Much of her writing was conceived in something of an attitude of placid reminiscence. This was notably true of such early novels as "My Antonia" and "O Pioneers!" in which she told with minute detail of homestead life on the slowly conquered prairies.
Perhaps her most famous book was "A Lost Lady," published in 1923. In it Miss Cather's talents were said to have reached their full maturity. It is the story of the Middle West in the age of railway-building, of the charming wife of Captain Forrester, a retired contractor, and her hospitable and open-handed household as seen through the eyes of an adoring boy. The climax of the book, with the disintegration of the Forrester household and the slow coarsening of his wife, is considered a masterpiece of vivid, haunting prose.
Won Pulitzer Prize in 1922
Another of her famous books is "Death Comes for the Archbishop," 1927, in which she tells in the form of a chronicle a simple story of two saints of the Southwest. Her novel, "One of Ours," won the Pulitzer Prize in 1922.
In 1944, Miss Cather received the gold medal of the National Institute of Arts and Letters, the institute's highest award and designed not to honor a specific work, but the sustained output of a writer or artist.

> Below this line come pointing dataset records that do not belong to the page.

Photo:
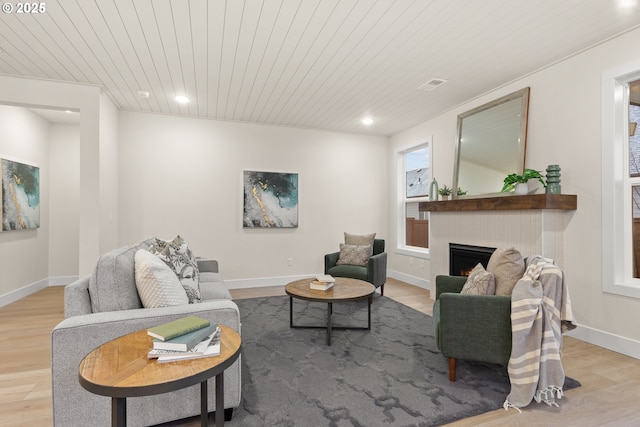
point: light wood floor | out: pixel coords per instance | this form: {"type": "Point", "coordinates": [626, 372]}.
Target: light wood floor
{"type": "Point", "coordinates": [609, 395]}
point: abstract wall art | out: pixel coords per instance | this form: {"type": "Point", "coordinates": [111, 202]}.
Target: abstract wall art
{"type": "Point", "coordinates": [20, 196]}
{"type": "Point", "coordinates": [270, 200]}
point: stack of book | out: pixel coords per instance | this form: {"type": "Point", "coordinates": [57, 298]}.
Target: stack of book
{"type": "Point", "coordinates": [190, 337]}
{"type": "Point", "coordinates": [322, 282]}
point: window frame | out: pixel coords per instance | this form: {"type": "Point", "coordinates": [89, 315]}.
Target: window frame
{"type": "Point", "coordinates": [617, 215]}
{"type": "Point", "coordinates": [401, 198]}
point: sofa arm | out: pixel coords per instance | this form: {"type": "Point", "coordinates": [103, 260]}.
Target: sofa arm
{"type": "Point", "coordinates": [73, 338]}
{"type": "Point", "coordinates": [377, 269]}
{"type": "Point", "coordinates": [207, 265]}
{"type": "Point", "coordinates": [475, 327]}
{"type": "Point", "coordinates": [452, 284]}
{"type": "Point", "coordinates": [330, 261]}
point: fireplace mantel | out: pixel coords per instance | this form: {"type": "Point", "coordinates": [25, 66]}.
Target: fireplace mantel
{"type": "Point", "coordinates": [510, 202]}
{"type": "Point", "coordinates": [533, 224]}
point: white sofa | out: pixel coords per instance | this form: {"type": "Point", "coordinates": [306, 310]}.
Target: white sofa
{"type": "Point", "coordinates": [104, 306]}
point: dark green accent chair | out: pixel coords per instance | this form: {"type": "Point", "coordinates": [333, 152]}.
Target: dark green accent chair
{"type": "Point", "coordinates": [375, 272]}
{"type": "Point", "coordinates": [471, 327]}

Although generally thought of as a Western writer, Miss Cather was born on a farm near Winchester, Va., on Dec. 7, 1876. Her ancestors, on both sides, had been Virginia farmers for three or four generations. They came originally from England, Ireland and Alsace.
When she was 8 years old, her father took his family to Nebraska and bought a ranch near Red Cloud. The little girl did not go to school at first but spent many hours reading the English classics with her two grandmothers. Later, when her family moved into Red Cloud proper, she attended high school and then the University off Nebraska, from which she was graduated in 1895.
She spent a few years in Pittsburgh teaching and doing newspaper work, choosing that city rather than New York because she had many friends there. Each summer she visited in Nebraska, Colorado and Wyoming. Meanwhile, she had started writing, and her first published book was a volume of verse. "April Twilights," reissued in 1923 as "April Twilights and Later Verse."
Editor on McClure's Magazine
Miss Cather's first volume of stories was "The Troll Garden," published in 1905 by McClure-Phillips. Two years later she became an associate editor in New York of McClure's Magazine. She then was managing editor of the publication for four years.
During this period she wrote very little but traveled a great deal in Europe and the American Southwest, Arizona and New Mexico. In 1912 she gave up editorial work to write her first novel, "Alexander's Bridge." This was followed by "O Pioneers!" "The Song of the Lark" and "My Antonia."
In "The Professor's House," 1925, she began experiments with a new technique of story- telling, constructing her tale of an intellectual's soul development according to the familiar methods of music.
The next year she wrote "My Mortal 'Enemy," which was compared by many with "A Lost Lady" but, for the most part, suffered by the comparison. A reviewer in The New York Times said of the book that while it was inferior to the former work it did impress as a "later" book.
In 1931 Miss Cather wrote "Shadows on the Rock," which was considered the most popular novel in America during that year in the annual Baker & Taylor survey, and won for her the Prix Femina Americaine.
Miss Cather, who in 1931 was ranked by J.B. Priestley, the English author, as this country's greatest novelist, received the honorary degree of Litt.D. in 1924 from the University of Michigan. Columbia University conferred the same distinction on her in 1928. Yale followed suit in 1929 and Princeton two years later.
Among her other novels were "Lucy Gayheart" and, her last, "Sapphira and the Slave Girl," published in 1940. She also wrote two books of short stories, "Obscure Destinies" and "Youth and the Bright Medusa," and a collection of essays under the title, "Not Under Forty." For many years her publishers have been Alfred A. Knopf.”